Parasitic Disease Surveillance, Mississippi, USA

Richard S. Bradbury; Meredith Lane; Irene Arguello; Sukwan Handali; Gretchen Cooley; Nils Pilotte; John M. Williams; Sam Jameson; Susan P. Montgomery; Kathryn Hellmann; Michelle Tharp; Lisa Haynie; Regina Galloway; Bruce Brackin; Brian Kirmse; Lisa Stempak; Paul Byers; Steven Williams; Fazlay Faruque; Charlotte V. Hobbs


Emerging Infectious Diseases. 2021;27(8):2201-2204. 

In This Article

Abstract and Introduction


Surveillance for soil-transmitted helminths, strongyloidiasis, cryptosporidiosis, and giardiasis was conducted in Mississippi, USA. PCR performed on 224 fecal samples for all soil-transmitted helminths and on 370 samples for only Necator americanus and Strongyloides stercoralis identified 1 S. stercoralis infection.
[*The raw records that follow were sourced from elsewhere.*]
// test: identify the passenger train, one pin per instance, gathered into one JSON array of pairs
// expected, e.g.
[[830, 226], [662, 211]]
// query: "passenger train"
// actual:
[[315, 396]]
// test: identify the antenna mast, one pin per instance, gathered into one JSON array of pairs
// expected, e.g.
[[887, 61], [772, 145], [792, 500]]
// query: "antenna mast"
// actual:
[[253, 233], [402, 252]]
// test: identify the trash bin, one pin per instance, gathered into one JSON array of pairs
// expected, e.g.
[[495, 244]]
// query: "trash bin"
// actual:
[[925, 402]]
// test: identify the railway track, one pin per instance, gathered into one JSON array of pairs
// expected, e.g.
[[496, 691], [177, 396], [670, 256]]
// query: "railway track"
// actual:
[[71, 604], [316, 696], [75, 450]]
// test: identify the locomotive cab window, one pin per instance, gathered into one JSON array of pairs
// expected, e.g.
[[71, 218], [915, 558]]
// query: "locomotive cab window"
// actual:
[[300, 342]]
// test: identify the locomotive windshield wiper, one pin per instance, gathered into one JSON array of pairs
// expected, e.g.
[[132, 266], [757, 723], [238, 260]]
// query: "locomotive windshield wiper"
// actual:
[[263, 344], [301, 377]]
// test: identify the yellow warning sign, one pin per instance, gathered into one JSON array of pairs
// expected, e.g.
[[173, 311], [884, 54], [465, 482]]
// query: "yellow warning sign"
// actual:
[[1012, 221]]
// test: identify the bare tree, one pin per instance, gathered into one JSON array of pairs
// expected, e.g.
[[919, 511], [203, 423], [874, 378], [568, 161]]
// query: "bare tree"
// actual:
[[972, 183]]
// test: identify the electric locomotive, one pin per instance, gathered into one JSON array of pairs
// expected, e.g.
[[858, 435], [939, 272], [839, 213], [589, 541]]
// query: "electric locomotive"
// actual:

Seroprevalences were 8.8% for Toxocara, 27.4% for Cryptosporidium, 5.7% for Giardia, and 0.2% for Strongyloides parasites.


Human populations in the state of Mississippi and the rest of the southeastern United States have historically been at risk for hookworm and other parasitic diseases.[1,2] With improved sanitation and economic development, soil-transmitted helminths (STH), including the hookworms Ascaris lumbricoides and Trichuris trichiura, were presumed to have been eliminated. However, a recent report of continued hookworm and strongyloidiasis transmission in a community without access to proper sanitation in Alabama, USA, has challenged this assumption.[3]